Little has changed in most people's minds. A notion that has dominated most people's image of the continent has been the overrated "connection to the earth".
This is what came to mind when I encountered Howard Blight's "elephant biography". The idea of writing the life stories of elephants seemed outrageous. These bunny huggers have gone too far, I thought.
As outrageous as it seemed, it also piqued my interest. Soon I was hooked and drawn into the lives of Kruger National Park's most revered citizens.
Never before had the lives of these likeable pachyderms seemed so interesting. The fact that I wasn't reading up circus animals certainly helped.
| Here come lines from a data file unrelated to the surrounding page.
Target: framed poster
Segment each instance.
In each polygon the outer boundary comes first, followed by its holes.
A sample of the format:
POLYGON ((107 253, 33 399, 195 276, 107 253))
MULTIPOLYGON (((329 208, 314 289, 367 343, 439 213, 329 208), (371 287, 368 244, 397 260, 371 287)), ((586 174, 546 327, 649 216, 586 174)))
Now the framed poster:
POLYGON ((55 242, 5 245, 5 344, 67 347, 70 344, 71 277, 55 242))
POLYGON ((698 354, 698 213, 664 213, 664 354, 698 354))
I soon realised that Blight's project was not all that new. It took on themes that most Africans would be familiar with by using story- telling to trace the ancestry of these pachyderms.
It was then that the book took on a universal flavour, feeding on to our human obsession with our origins.
Illustrations, a glossary explaining the terms used in the narrative and references to scientific research about conservation and the behaviour of the animals, complement a surprisingly entertaining, engaging and educational book.